They have threatened me by email saying they are watching my apt etc and are threatening to fine me 150 per month, I went to the police and reported them and a I also went to a solicitor who told me that it would be laughed out of court in Ireland. I don't care, I will not change the person I am for anybody, I could never be cruel to animal or person or see something starve or be in pain. If there were more humanity and kindness in the world, it would be a far better place. As far as I'm concerned the pigeons were here before me and have more right to be here as this area where the apts are built used to be a grain factory and they have been nesting here for over 50yrs. They are a mixture of feral pigeons and racing and fancy pigeons who have lost their way and gain sanctuary, a little rest on my balcony and some food to keep them going. I cannot describe the joy they bring me, I hate where I am living and they make it bearable, the first thing I do when I wake up is say hello to the pigeons and feed them, same thing when I get home from work.

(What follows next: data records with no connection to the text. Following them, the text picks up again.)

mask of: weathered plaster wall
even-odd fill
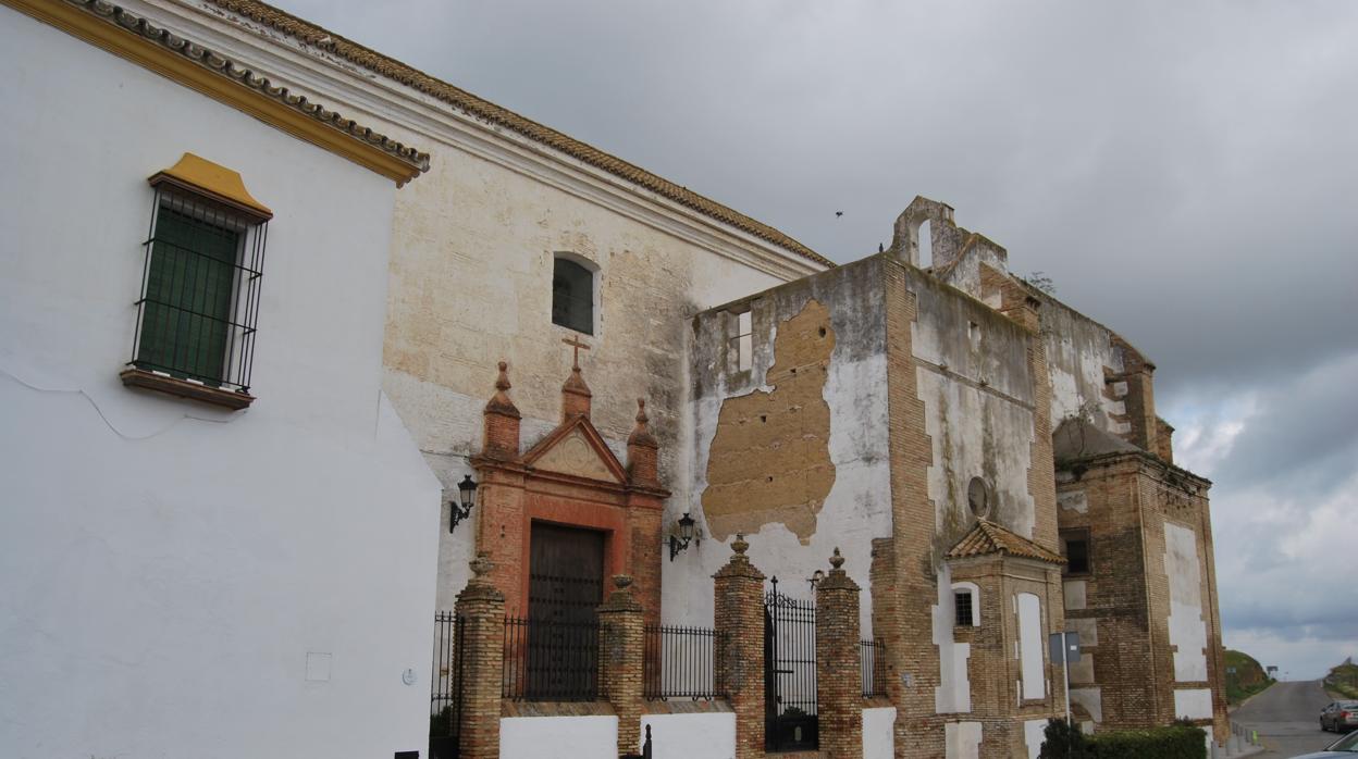
[[[856,262],[762,292],[729,307],[705,311],[693,320],[693,490],[687,501],[682,501],[678,494],[671,498],[671,509],[679,513],[691,511],[705,535],[718,531],[725,534],[737,527],[754,528],[746,535],[751,543],[751,561],[765,574],[777,576],[785,592],[800,597],[809,596],[807,578],[816,569],[826,570],[826,559],[839,547],[846,558],[845,570],[864,589],[864,637],[872,630],[868,581],[870,542],[891,534],[880,272],[879,259]],[[744,308],[751,312],[755,337],[752,367],[743,372],[733,368],[728,350],[729,338],[735,337],[731,331],[736,323],[732,312]],[[822,312],[824,316],[820,316]],[[799,319],[799,315],[803,316]],[[824,335],[820,335],[820,327],[824,327]],[[786,337],[781,337],[788,334],[793,335],[790,344]],[[804,354],[809,363],[801,364],[777,356],[775,348],[781,350],[782,345],[789,345],[793,356]],[[828,363],[816,360],[827,346],[832,346]],[[781,521],[767,521],[767,515],[763,513],[735,515],[727,525],[718,523],[714,528],[708,521],[705,504],[709,498],[706,493],[710,492],[708,475],[713,468],[714,440],[720,433],[718,422],[724,420],[724,409],[740,409],[760,394],[766,399],[782,398],[773,391],[775,387],[786,387],[793,369],[799,371],[799,377],[809,372],[811,376],[805,380],[809,395],[792,398],[779,407],[793,418],[813,424],[804,429],[799,426],[794,440],[773,433],[752,434],[748,441],[766,440],[770,445],[786,441],[803,447],[805,455],[815,455],[818,460],[822,452],[828,455],[832,475],[827,470],[826,477],[816,478],[809,486],[800,486],[794,490],[801,493],[799,497],[819,498],[819,487],[827,482],[832,485],[823,496],[815,519],[794,521],[796,531]],[[784,384],[778,384],[779,382]],[[828,407],[828,415],[813,418],[804,407],[819,403]],[[793,410],[794,406],[803,409]],[[763,430],[773,422],[759,421],[759,414],[762,411],[750,411],[741,418]],[[732,411],[725,411],[725,420],[732,420]],[[740,462],[725,458],[728,460],[717,464],[718,471],[733,464],[763,466],[754,455],[750,460]],[[777,475],[770,470],[763,477],[770,474]],[[777,479],[765,479],[751,482],[748,487],[754,490],[755,498],[762,498],[758,494],[760,489],[773,493],[779,485]],[[809,513],[809,508],[800,513]],[[672,517],[678,517],[678,513],[671,515]],[[712,573],[728,555],[729,549],[722,542],[709,539],[665,563],[663,607],[667,621],[709,623],[710,593],[695,593],[693,588],[710,588]]]
[[[579,187],[430,137],[439,134],[410,136],[430,149],[432,168],[395,208],[384,386],[449,496],[481,445],[496,361],[509,361],[526,449],[559,420],[570,367],[561,339],[577,333],[551,323],[551,276],[554,254],[570,253],[598,267],[598,329],[581,352],[592,420],[622,455],[636,398],[646,398],[661,482],[683,502],[689,318],[781,280],[617,213]],[[449,608],[466,582],[474,531],[443,534],[439,607]]]
[[[922,273],[914,273],[909,286],[918,299],[911,345],[925,430],[933,444],[929,498],[938,546],[947,550],[972,523],[967,487],[974,477],[985,479],[990,492],[986,516],[1033,538],[1028,333]]]
[[[439,483],[382,396],[394,185],[8,7],[0,62],[0,755],[420,749]],[[274,210],[243,411],[118,382],[186,151]]]
[[[702,513],[717,540],[782,524],[811,542],[835,482],[824,398],[834,348],[830,312],[808,300],[777,327],[765,377],[773,390],[722,402],[702,492]]]
[[[1108,327],[1054,297],[1042,297],[1042,334],[1051,375],[1052,428],[1067,417],[1084,414],[1115,434],[1130,432],[1124,421],[1114,418],[1127,413],[1120,398],[1127,388],[1105,383],[1107,372],[1123,371]]]

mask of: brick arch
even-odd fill
[[[657,482],[657,448],[644,402],[621,462],[589,420],[593,394],[576,364],[562,386],[562,421],[519,452],[519,411],[500,364],[485,409],[485,440],[471,464],[481,481],[477,550],[496,565],[490,580],[511,615],[527,612],[532,524],[550,523],[604,535],[604,576],[636,578],[646,621],[660,619],[661,515],[669,492]],[[600,599],[602,601],[603,599]]]

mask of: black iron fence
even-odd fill
[[[881,641],[858,641],[862,697],[887,695],[887,646]]]
[[[593,701],[599,697],[599,623],[505,618],[501,697]]]
[[[765,743],[769,751],[820,745],[816,711],[816,604],[765,595]]]
[[[451,611],[433,618],[433,675],[429,678],[429,756],[458,756],[462,728],[463,656],[467,619]]]
[[[713,699],[717,692],[717,633],[710,627],[646,626],[642,695]]]

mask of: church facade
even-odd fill
[[[16,39],[38,24],[26,8],[46,8],[5,4],[29,14],[5,8]],[[306,627],[273,657],[307,654],[289,698],[330,698],[311,680],[316,629],[360,637],[365,667],[418,650],[411,675],[397,671],[411,682],[364,668],[371,680],[345,684],[367,694],[346,702],[353,711],[371,709],[346,720],[350,733],[390,725],[361,755],[617,756],[649,743],[656,756],[1033,758],[1047,720],[1067,713],[1089,730],[1188,718],[1226,735],[1210,483],[1173,466],[1154,365],[1010,274],[1008,253],[957,227],[948,205],[915,198],[888,250],[835,265],[268,4],[128,0],[118,14],[230,60],[228,73],[268,73],[265,94],[287,84],[291,107],[319,109],[308,118],[326,119],[325,134],[363,148],[341,153],[372,153],[376,170],[311,144],[213,153],[276,216],[276,197],[338,208],[315,194],[316,177],[378,209],[344,201],[354,228],[331,225],[329,243],[344,255],[326,288],[367,289],[327,323],[361,339],[259,338],[293,358],[344,345],[363,367],[344,403],[312,394],[326,411],[293,407],[284,424],[295,451],[330,439],[357,459],[326,464],[344,468],[326,502],[306,485],[325,477],[306,477],[319,456],[280,459],[300,468],[259,501],[308,504],[273,511],[315,523],[333,508],[344,535],[365,538],[261,565],[280,582],[337,565],[368,578],[348,596],[363,611],[338,597],[312,597],[300,616],[268,611]],[[223,141],[293,140],[276,133],[287,128],[255,134],[268,128],[235,107],[247,124]],[[304,228],[272,225],[282,242],[272,235],[270,251]],[[307,292],[292,301],[301,311],[341,291]],[[360,413],[364,394],[380,398],[376,421]],[[316,421],[331,411],[353,440]],[[383,453],[363,448],[363,420]],[[220,444],[204,445],[210,458]],[[300,530],[259,527],[270,528]],[[251,544],[213,551],[262,550]],[[354,616],[373,614],[354,631]],[[201,623],[167,635],[200,637]],[[1082,652],[1063,665],[1050,638],[1066,631]],[[270,661],[255,664],[266,675]],[[261,720],[231,714],[242,728]],[[360,755],[337,740],[334,755]]]

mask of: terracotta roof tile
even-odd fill
[[[729,206],[699,196],[687,187],[675,185],[674,182],[652,174],[640,166],[634,166],[614,155],[606,153],[593,145],[581,143],[574,137],[562,134],[555,129],[543,126],[530,118],[521,117],[508,109],[478,98],[395,58],[383,56],[376,50],[364,48],[350,39],[345,39],[344,37],[327,31],[326,29],[311,22],[299,19],[297,16],[274,8],[268,3],[261,3],[259,0],[208,1],[228,12],[240,14],[257,23],[268,24],[269,27],[306,42],[307,45],[340,56],[349,62],[437,98],[439,100],[462,109],[478,118],[512,129],[530,140],[555,148],[572,158],[588,163],[589,166],[626,179],[640,187],[656,193],[657,196],[665,197],[679,205],[697,210],[703,216],[709,216],[717,221],[748,232],[762,240],[770,242],[803,258],[820,263],[822,266],[832,267],[835,265],[828,258],[762,221],[756,221]]]
[[[1050,563],[1066,563],[1061,554],[1043,549],[1038,543],[1016,535],[1004,527],[985,519],[976,520],[971,532],[957,540],[948,551],[948,558],[980,557],[989,554],[1009,554],[1013,557],[1032,558]]]

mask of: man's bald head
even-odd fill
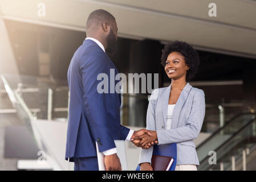
[[[106,52],[116,50],[117,25],[115,17],[104,10],[92,12],[86,22],[86,36],[95,38],[103,45]]]
[[[115,17],[106,10],[99,9],[92,13],[86,22],[86,31],[97,27],[103,23],[113,23],[116,21]]]

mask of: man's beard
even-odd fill
[[[107,44],[106,52],[111,55],[115,53],[117,49],[117,44],[116,36],[112,30],[110,30],[109,34],[107,38]]]

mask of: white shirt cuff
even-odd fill
[[[110,155],[116,154],[116,147],[105,150],[103,152],[104,155]]]
[[[133,134],[134,130],[130,129],[130,131],[129,131],[129,133],[126,137],[125,140],[126,141],[129,141],[131,140],[131,138],[132,138],[132,135]]]
[[[130,131],[129,131],[129,133],[128,133],[127,136],[126,137],[126,139],[125,139],[126,141],[129,141],[131,140],[131,138],[132,138],[132,136],[133,134],[133,132],[134,132],[134,130],[130,129]],[[109,155],[116,154],[117,153],[116,147],[105,150],[105,151],[103,151],[103,153],[104,155]]]

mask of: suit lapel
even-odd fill
[[[102,53],[104,53],[104,54],[105,54],[105,53],[103,51],[103,50],[102,50],[102,49],[99,46],[99,45],[97,44],[97,43],[96,43],[96,42],[95,42],[94,41],[93,41],[93,40],[90,40],[90,39],[84,40],[84,42],[83,42],[83,44],[86,45],[86,48],[87,48],[87,47],[88,47],[90,46],[91,46],[91,45],[95,45],[95,46],[97,46],[97,47],[99,47],[99,48],[101,51],[102,51]],[[117,71],[117,69],[116,69],[116,67],[115,66],[115,64],[114,64],[113,63],[113,62],[110,60],[110,59],[109,59],[109,57],[108,57],[108,56],[107,55],[106,55],[106,56],[108,57],[108,59],[109,59],[109,61],[110,61],[110,63],[111,63],[111,64],[112,65],[113,68],[115,69],[115,77],[116,77],[116,75],[117,74],[119,73],[118,71]],[[119,82],[118,80],[117,80],[116,81],[116,80],[115,80],[115,86],[116,86],[116,83],[118,82]],[[119,96],[119,103],[120,103],[120,105],[121,105],[121,94],[118,94],[118,95],[119,95],[118,96]]]
[[[178,97],[178,101],[173,109],[171,125],[172,129],[177,127],[181,108],[182,107],[185,101],[186,101],[192,88],[192,86],[189,83],[186,84],[186,86],[181,92],[180,97]]]
[[[165,90],[163,93],[162,96],[162,115],[164,117],[164,128],[165,128],[165,125],[167,120],[167,111],[168,109],[168,102],[169,102],[169,97],[170,96],[170,91],[172,85],[170,84],[170,86],[167,87],[165,89]]]

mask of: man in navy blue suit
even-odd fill
[[[99,74],[110,78],[111,69],[115,69],[115,77],[118,73],[105,53],[116,49],[115,18],[104,10],[92,12],[86,22],[86,34],[68,71],[70,104],[65,158],[75,163],[75,170],[98,170],[97,142],[99,151],[105,155],[106,169],[121,170],[114,140],[130,140],[151,133],[145,129],[134,131],[120,125],[120,94],[109,92],[110,80],[108,93],[99,93],[97,90],[101,81],[97,79]],[[115,86],[118,82],[115,81]]]

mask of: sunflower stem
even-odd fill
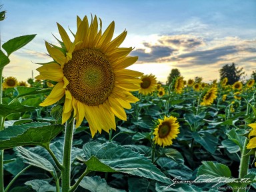
[[[3,67],[0,67],[0,105],[3,103],[2,97],[3,97]],[[3,127],[4,117],[0,116],[0,131],[4,129]],[[4,150],[0,150],[0,192],[4,191],[4,183],[3,183],[3,153]]]
[[[63,156],[62,191],[68,192],[70,189],[71,183],[71,157],[73,140],[73,131],[74,127],[74,119],[71,118],[67,121],[65,131],[64,151]]]

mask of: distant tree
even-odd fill
[[[170,74],[167,77],[167,81],[166,81],[166,85],[170,85],[173,80],[175,79],[177,77],[180,77],[181,73],[179,72],[178,69],[173,69],[171,71]]]
[[[225,77],[228,79],[227,85],[233,85],[235,82],[241,80],[242,75],[245,74],[243,68],[236,66],[236,64],[226,64],[219,70],[221,81]]]
[[[255,81],[256,82],[256,71],[253,71],[253,73],[251,73],[251,78],[253,79],[254,81]]]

On another note, does anyone know if amoxycillin will do some good if I cannot get flagyl, I have taken amoxycillin and Flagyl for tonsillitis myself many times and Flagyl is very harsh on the stomach and really knocked me and does anyone know how much amoxycillin to administer and for how many days, the pigeon is indoors at the moment, but I am opening the door of the balcony to give him some air and so he can see the other pigeons as he must be very frightened indoors. The vets here in Ireland do not entertain pigeons, one refused to see me, the other said he did not know a lot, but he would certainly do his best to save the life of the other little fella who died, so it's almost impossible to get the drugs required unless you have them in your home for human consumption, I asked one vet for doxycillin and they would not give it to me as they said it was a prescribed med, - really stupid here in this country. From what I hear a lot of the proper pigeon fanciers here treat the pigeons themselves and there is almost an underground system of getting flagyl, doxycillin etc and I know there is widespread wringing of necks over here if pigeons don't win the races, same with the dogs - Irish greyhounds - they just dump them on the sidewalk, it's disgraceful. Anyway I'll keep this little fella indoors and keep up with the Dioralyte and Amoxycillin and hope for the best.

Thanks everyone

Tara


----------



## Dobato (Jul 3, 2008)

Tara, the Amoxicillin may help if this bird has as part of its issues a bacterial infection. However, the dosing to are giving is way too high most as two, 250mg tabs, will be 500mg in a day and this bird should be getting, as a rough estimate, about 1/10th of that a day. You want to give this bird about 25mg of the Amoxicillin every 12 hours. Amoxicillin is one of the most forgiving antibiotic we use on birds and the high dosing you have given should hopefully not be a problem. You really need to see if you can located a bit of Metronidazole (Flagyl) it is well tolerated by pigeons and what is need to treat a canker problem. Ask around to friends, family members neighbors, or maybe even a sympathetic pharmacist, 1-2 pills should do the job.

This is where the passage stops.